問 業務におけるコミュニケーションの重要性について述べてください

 できましたか? 簡単だったでしょうか。
 では、改めて聞きます。問を「よく読んで」文章を考えましたか? 本当に「問の意味」を理解できていますか? わざわざこのようなことを言うのは、問を「よく読まずに」答えを書く人が余りにも多いからです。
 私は10年前にNHKを退職し、インターネット上に小論文指導専門の塾を創業しました。どれだけの需要があるだろうかと、不安を持ちつつの船出でしたが、蓋を開けてみると、高校・大学入試から、就職試験、昇進試験まで、ありとあらゆる相談が寄せられました。「こんなにも多くの人が文章作成で悩んでいるのか」と、驚いたものです。
 そして、もっと驚いたのは、多くの人が問を読まずに解答を書いているという事実です。小論文にせよ、エントリーシートにせよ、「このようなことを書け」という指示があります。多くの人は、それを読まずに解答を書いているのです。
 もちろん、一応問に目は通しているのでしょうから、「読まずに」というのは少し言い過ぎかもしれません。少なくとも、問を「よく読まずに」書いていることは確かです。
 前掲の問いかけであれば、「重要性」の意味を正確に理解できるかどうかが鍵です。この問を見たときに、「重要性を述べる、とはなんぞや」と一度自分に問いかけたでしょうか。ここができたかどうかで答案の評価は大きく変わります。
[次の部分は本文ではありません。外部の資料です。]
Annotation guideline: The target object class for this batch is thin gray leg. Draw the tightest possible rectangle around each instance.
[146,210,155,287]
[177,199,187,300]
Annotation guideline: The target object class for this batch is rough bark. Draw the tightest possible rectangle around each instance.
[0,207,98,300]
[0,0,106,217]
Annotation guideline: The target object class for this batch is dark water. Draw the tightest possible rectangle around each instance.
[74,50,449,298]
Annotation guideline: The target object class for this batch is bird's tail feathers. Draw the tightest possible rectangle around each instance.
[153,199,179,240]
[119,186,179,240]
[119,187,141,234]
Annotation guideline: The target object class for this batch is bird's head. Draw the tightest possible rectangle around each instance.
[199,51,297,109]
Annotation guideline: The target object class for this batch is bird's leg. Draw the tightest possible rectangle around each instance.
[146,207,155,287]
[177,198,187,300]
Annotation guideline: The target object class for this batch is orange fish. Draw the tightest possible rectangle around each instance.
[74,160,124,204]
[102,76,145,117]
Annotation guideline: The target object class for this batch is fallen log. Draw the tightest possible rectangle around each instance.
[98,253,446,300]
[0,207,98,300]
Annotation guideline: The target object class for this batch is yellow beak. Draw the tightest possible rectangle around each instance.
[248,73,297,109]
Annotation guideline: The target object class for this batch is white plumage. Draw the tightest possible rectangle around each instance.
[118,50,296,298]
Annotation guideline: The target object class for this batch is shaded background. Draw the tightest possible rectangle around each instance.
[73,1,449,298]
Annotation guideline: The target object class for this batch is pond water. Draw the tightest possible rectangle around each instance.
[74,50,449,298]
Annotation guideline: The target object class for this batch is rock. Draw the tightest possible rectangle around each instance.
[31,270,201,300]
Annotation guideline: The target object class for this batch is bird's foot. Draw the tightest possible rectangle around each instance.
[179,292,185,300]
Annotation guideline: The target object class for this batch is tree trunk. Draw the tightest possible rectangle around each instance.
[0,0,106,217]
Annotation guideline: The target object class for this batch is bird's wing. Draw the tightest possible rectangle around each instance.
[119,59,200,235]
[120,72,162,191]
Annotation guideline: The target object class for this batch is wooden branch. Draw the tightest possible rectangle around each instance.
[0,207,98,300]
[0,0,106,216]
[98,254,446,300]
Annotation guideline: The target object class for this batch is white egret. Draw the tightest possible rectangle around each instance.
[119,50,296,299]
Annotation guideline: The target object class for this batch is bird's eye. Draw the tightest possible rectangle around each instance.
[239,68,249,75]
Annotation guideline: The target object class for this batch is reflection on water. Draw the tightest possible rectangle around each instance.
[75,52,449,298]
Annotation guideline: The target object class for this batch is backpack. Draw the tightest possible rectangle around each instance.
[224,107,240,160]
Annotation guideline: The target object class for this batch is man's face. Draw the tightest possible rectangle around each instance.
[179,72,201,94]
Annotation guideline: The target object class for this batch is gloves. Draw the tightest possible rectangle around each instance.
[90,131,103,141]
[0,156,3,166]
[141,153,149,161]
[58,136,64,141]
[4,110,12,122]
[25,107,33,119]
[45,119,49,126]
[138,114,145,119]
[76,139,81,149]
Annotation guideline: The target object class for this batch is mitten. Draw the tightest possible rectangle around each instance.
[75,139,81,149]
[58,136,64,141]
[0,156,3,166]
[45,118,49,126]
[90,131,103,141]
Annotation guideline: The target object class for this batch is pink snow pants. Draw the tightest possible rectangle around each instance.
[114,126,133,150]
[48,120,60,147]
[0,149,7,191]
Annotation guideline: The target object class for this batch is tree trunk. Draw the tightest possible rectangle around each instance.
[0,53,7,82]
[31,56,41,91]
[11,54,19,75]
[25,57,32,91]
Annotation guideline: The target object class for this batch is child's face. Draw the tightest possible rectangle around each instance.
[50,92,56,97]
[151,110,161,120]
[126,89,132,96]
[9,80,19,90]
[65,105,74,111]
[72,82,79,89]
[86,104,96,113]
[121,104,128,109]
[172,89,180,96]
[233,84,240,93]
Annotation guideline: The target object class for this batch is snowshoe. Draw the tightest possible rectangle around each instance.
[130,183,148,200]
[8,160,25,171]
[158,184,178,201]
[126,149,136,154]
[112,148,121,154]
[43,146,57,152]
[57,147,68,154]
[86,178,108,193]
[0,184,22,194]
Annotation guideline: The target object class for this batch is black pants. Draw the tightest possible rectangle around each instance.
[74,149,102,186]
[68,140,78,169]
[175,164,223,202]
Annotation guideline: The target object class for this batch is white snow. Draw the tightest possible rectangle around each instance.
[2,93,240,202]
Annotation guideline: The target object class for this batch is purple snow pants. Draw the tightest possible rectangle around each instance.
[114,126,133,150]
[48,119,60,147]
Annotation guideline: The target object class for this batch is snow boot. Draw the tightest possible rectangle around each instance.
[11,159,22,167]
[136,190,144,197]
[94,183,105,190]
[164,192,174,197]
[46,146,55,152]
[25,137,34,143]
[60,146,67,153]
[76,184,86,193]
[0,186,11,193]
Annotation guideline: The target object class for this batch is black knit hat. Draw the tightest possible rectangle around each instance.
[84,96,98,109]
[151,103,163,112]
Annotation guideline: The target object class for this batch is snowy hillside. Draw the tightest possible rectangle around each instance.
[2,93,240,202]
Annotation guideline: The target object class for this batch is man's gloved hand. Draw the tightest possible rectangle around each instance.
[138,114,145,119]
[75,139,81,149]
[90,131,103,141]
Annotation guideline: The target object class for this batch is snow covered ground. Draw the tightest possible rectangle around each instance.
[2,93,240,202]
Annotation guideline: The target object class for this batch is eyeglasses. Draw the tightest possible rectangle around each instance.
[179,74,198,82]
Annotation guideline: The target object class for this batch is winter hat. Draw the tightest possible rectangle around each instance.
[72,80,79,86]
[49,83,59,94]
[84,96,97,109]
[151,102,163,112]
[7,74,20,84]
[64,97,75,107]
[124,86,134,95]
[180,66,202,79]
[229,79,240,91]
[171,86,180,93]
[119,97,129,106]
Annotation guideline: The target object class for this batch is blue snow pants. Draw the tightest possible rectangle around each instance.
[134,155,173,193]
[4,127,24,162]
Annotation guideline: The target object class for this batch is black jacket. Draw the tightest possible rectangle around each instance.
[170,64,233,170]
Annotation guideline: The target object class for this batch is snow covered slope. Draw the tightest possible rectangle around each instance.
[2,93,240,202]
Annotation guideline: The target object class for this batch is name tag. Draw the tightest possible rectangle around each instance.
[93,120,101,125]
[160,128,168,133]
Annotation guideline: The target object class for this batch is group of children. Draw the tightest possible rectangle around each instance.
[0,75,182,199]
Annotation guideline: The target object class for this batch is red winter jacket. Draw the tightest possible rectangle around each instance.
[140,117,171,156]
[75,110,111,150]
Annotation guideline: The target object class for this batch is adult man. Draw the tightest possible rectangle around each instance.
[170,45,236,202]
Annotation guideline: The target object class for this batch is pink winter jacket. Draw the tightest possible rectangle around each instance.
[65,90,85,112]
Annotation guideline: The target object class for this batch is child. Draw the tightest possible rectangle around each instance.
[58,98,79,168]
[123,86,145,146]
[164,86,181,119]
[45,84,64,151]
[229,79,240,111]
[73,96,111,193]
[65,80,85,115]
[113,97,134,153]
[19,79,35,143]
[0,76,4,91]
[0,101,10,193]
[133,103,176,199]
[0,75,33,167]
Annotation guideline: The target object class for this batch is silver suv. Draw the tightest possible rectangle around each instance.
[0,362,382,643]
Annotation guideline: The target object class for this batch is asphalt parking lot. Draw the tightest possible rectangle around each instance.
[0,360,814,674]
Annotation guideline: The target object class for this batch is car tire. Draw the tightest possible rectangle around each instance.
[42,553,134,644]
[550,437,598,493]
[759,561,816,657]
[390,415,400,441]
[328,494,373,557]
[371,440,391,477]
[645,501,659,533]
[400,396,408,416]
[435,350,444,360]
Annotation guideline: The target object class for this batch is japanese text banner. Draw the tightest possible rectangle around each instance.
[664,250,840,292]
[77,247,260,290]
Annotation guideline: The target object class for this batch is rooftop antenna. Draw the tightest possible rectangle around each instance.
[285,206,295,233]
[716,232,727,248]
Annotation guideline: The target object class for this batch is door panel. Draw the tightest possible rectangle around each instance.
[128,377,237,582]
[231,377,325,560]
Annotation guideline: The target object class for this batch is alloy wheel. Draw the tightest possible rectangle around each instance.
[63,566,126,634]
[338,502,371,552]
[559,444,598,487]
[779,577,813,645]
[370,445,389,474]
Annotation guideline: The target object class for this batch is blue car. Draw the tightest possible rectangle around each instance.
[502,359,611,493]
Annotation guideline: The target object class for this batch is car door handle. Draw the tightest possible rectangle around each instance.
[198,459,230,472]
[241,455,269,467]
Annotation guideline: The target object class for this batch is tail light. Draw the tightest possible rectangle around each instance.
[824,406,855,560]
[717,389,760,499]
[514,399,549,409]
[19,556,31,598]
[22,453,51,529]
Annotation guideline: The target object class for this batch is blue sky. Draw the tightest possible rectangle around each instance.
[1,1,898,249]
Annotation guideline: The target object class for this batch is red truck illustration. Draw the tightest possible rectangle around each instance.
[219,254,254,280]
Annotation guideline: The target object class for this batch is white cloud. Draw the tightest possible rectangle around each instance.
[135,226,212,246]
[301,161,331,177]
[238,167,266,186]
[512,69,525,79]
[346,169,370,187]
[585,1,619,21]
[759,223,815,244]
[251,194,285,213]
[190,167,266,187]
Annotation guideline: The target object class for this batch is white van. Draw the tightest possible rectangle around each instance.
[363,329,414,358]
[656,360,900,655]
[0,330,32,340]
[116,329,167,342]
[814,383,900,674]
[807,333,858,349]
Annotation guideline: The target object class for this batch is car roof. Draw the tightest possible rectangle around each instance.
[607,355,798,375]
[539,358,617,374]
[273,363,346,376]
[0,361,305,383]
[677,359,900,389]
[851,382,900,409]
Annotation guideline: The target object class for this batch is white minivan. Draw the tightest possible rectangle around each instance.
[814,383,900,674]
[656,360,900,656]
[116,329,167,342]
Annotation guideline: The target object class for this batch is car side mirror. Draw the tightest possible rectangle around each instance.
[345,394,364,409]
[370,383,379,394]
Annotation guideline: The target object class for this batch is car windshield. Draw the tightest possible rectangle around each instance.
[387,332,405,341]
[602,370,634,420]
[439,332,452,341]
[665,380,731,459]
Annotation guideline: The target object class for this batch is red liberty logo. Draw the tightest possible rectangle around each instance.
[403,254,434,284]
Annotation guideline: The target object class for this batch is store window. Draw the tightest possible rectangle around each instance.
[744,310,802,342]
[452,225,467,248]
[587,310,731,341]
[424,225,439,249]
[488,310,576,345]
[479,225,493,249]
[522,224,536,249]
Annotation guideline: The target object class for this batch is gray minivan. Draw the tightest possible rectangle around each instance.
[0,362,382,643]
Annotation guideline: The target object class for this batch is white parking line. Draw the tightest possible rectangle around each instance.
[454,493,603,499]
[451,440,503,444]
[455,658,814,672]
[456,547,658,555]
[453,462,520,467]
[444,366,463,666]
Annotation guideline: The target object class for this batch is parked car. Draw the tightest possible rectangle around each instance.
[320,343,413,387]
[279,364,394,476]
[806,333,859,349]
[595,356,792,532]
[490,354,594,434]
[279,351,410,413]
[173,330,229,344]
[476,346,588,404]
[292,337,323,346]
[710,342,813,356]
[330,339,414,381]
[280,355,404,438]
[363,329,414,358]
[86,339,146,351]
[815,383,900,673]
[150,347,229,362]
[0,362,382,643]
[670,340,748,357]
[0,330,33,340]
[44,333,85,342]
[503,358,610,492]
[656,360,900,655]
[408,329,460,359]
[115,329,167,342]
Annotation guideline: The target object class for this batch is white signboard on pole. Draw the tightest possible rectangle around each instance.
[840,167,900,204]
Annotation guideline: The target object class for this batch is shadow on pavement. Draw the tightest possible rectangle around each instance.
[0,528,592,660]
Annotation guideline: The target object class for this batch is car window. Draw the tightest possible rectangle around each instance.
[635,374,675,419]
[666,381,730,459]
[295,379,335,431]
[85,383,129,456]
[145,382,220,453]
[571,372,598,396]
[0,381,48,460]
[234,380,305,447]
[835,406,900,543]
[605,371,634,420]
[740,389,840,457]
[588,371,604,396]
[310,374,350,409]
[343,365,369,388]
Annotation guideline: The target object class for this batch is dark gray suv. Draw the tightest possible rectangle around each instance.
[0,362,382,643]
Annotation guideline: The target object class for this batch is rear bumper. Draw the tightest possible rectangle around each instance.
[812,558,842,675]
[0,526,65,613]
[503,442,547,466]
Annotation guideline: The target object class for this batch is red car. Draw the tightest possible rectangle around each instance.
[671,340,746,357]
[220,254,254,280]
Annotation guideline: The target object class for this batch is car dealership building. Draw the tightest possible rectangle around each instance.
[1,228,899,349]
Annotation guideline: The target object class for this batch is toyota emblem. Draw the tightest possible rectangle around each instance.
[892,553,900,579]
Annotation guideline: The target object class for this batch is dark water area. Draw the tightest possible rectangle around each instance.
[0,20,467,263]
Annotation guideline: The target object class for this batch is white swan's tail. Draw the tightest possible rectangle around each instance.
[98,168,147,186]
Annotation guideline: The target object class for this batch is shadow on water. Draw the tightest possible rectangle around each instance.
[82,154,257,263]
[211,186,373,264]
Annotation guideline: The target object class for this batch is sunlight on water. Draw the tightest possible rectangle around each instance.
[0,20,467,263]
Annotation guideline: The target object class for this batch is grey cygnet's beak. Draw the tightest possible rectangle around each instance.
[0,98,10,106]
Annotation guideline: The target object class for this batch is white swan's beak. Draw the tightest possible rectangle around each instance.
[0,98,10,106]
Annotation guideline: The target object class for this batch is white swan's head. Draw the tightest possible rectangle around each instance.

では、どんな文章であれば、問を理解した解答といえるのか。その答えは、本書に記しています。
 人生には、文章の出来不出来によって、その後が大きく左右される場面が何度かあります。例えば、大学入試です。小論文を課す大学がたくさんありますし、総合・学校推薦型選抜では、志望理由書などを書く必要があります。就職試験ではエントリーシートの記入が求められますし、昇進試験で小論文を課す会社は多数あります。このような場面で、的確な文章を書くことができれば、とても有利ですし、そうでなければ大損をします。実際、教員・警察官になりたいけれど、小論文が書けないためにどうしてもなれない、係長に昇進したいけれど、毎回小論文試験で落とされている、そんな人が世の中にはたくさんいるのです。
 本書では、文章作成のポイントをできる限り単純化し、分かりやすくまとめてあります。是非とも本書を読んでいただき、「文章で大損することのない人生」を送ってください。